Ethical Performance
inside intelligence for responsible business


Having more data is great, but can we trust the figures?

June 2010

Esther Rodriguez argues that carbon reporting is seriously undermined by a lack of assurance

There’s no denying that carbon reporting is now an important element of sustainability reporting.  In its most recent report, the Carbon Disclosure Project (CDP) documented a dramatic increase in the number of large companies disclosing their carbon emissions – response rates were up ten per cent to 82 per cent in 2009 compared to 2008. Disclosure is arguably even more important during volatile financial conditions, as, for many investors, carbon performance is now synonymous with a company’s ability to set the conditions for sustainable future growth.

However, an increase in carbon reporting doesn’t necessarily lead to an increase in the quality of data. Accenture recently showed that sustainability data gathering methods are nowhere near as rigorous as those used for measuring financial performance. There is no wonder, then, that companies are still reluctant to expose themselves to the scrutiny of third parties.

Calls from investors and asset managers for greater disclosure of emissions data has succeeded in raising the importance of reporting, but a lack of independent verification hinders the usefulness of reports. The Carbon Smart report Just off the starting blocks reveals that in most cases there is often no way of telling whether carbon data is accurately reported or how complete and comparable such data is.  Independent third-party assurance is the only viable mechanism to assure readers that reported information is reliable. While we should not assume that the absence of an assurance statement means the data is unreliable, stakeholders may conclude that emissions disclosure is simply an exercise in greenwashing, resulting in a loss of trust from customers and investors who perceive low levels of management commitment to sustainability.
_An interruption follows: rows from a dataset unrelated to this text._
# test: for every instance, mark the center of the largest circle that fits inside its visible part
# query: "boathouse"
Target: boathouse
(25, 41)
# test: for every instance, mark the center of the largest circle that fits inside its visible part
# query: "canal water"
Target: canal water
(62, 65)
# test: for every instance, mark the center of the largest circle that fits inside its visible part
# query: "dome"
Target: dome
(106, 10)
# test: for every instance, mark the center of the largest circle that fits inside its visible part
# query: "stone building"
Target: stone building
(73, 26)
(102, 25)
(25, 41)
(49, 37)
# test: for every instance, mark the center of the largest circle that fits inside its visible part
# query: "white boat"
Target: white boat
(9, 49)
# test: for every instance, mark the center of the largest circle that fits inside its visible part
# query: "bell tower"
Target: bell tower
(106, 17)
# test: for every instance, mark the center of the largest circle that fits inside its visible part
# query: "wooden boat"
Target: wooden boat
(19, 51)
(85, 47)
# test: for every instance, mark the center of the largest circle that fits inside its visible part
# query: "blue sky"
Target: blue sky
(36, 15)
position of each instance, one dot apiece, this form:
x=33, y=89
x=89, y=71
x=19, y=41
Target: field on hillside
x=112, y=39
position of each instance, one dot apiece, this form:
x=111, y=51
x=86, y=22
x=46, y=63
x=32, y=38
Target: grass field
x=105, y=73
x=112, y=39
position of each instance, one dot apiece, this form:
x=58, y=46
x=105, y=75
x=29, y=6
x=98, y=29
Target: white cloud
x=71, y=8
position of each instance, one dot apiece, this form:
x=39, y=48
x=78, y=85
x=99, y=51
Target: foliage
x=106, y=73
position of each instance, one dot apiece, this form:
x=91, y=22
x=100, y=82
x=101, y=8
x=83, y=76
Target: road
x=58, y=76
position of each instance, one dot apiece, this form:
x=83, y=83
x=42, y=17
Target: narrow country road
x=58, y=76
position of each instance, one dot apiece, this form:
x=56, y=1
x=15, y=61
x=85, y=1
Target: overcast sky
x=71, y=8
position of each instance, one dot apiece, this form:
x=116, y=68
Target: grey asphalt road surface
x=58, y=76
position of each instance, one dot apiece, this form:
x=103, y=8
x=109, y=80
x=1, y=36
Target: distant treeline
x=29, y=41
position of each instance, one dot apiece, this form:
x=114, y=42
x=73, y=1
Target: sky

This is simply unacceptable; investors would not put up with a financial report that had not been audited by an independent third party, so why should they accept sustainability data at face value? The scale of the problem is huge. The Carbon Smart report, supported by the UK government,  revealed that only ten per cent of FTSE350 companies assure the carbon data in their sustainability reports, and only two companies mention a recognised carbon standard as their preferred form of assurance. Many corporations are in fact desperate for an internationally accepted and consistent emissions reporting process that includes assurance procedures. However, the future success of internationally accepted assurance standards will depend on government regulation and investor demand.  

As a starting point, this summer we are launching an investor/business-led initiative, ‘A Call for Greater Credibility’, to leverage interest in this issue from the investment and corporate community. Investors, companies and other stakeholders need to work together to devise consistent assurance procedures that include independent third-party verification of data. This way, fair and meaningful comparisons can be made between companies on their ability to manage climate-related risks in the short-, medium- and long-term.